Uma das cenas mais marcantes acontece dentro do Bar Central, ponto de encontro dos foliões daquele tempo. O estabelecimento foi comandado por muitos anos pelo pai da diretora, Raimundo Fernandes Coelho, um dos personagens homenageados na história, figura saudosa na cidade. “A memória do bar me acompanha desde a infância. Eu vivia lá dentro brincando de totó e papai tinha um baleiro que podia pegar bala à vontade e levar para os amiguinhos. Apesar de muitas dificuldades, ele amava muito o que fazia. Ele sempre foi pra mim uma referência de amar e gostar do que faz”, recorda a autora.

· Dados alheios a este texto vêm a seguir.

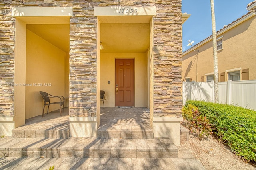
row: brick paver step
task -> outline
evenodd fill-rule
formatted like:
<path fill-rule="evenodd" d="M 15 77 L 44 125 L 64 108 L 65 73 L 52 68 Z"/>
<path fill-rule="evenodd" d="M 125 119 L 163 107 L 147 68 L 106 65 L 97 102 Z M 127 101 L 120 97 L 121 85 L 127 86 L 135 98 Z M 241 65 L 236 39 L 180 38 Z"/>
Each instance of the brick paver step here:
<path fill-rule="evenodd" d="M 69 137 L 69 123 L 65 122 L 48 126 L 26 125 L 12 131 L 12 137 L 16 138 L 68 138 Z"/>
<path fill-rule="evenodd" d="M 95 137 L 0 139 L 0 152 L 10 157 L 44 158 L 178 158 L 178 148 L 168 138 Z"/>
<path fill-rule="evenodd" d="M 152 139 L 154 132 L 149 126 L 100 126 L 97 131 L 99 139 Z"/>

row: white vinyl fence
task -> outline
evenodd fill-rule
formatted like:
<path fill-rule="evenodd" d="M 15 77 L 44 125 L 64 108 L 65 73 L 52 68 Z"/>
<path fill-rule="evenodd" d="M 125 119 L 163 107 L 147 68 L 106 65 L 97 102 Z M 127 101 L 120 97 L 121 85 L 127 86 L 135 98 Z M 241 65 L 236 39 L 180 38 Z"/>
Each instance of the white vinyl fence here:
<path fill-rule="evenodd" d="M 183 82 L 183 104 L 187 100 L 214 102 L 214 82 Z M 256 110 L 256 80 L 219 82 L 219 102 Z"/>

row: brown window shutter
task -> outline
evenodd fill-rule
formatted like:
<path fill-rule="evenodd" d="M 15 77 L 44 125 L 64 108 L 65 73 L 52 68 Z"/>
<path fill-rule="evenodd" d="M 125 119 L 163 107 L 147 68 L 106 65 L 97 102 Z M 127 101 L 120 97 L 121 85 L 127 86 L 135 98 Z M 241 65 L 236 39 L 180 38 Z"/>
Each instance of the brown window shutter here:
<path fill-rule="evenodd" d="M 242 70 L 242 80 L 249 80 L 249 68 Z"/>
<path fill-rule="evenodd" d="M 222 72 L 220 73 L 220 81 L 225 81 L 225 72 Z"/>
<path fill-rule="evenodd" d="M 202 76 L 201 77 L 201 81 L 202 82 L 204 82 L 204 76 Z"/>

Como quase não há fotos nem vídeos da época, o arquiteto e arte educador Dimas Volpato, 38 anos, responsável pela cenografia, criou os ambientes a partir da memória afetiva da autora. A caixa registradora, a estufa com torresmo, o quadro do time do coração, as grades de cerveja, os discos de vinil, os recortes de jornais e outros elementos ajudaram a recuperar a atmosfera dos anos 90. “São duas moças vivendo uma grande aventura de carnaval, com grandes dilemas que vão surgindo ao longo da trama. Isso é muito cativante. O que mais me destacou de positivo foi não só a cenografia, não só o resgate das memórias, mas ver a participação de todas estas pessoas vivendo uma pequena nostalgia, aquele pequeno momento de sua história num tempo antigo”, destaca Dimas.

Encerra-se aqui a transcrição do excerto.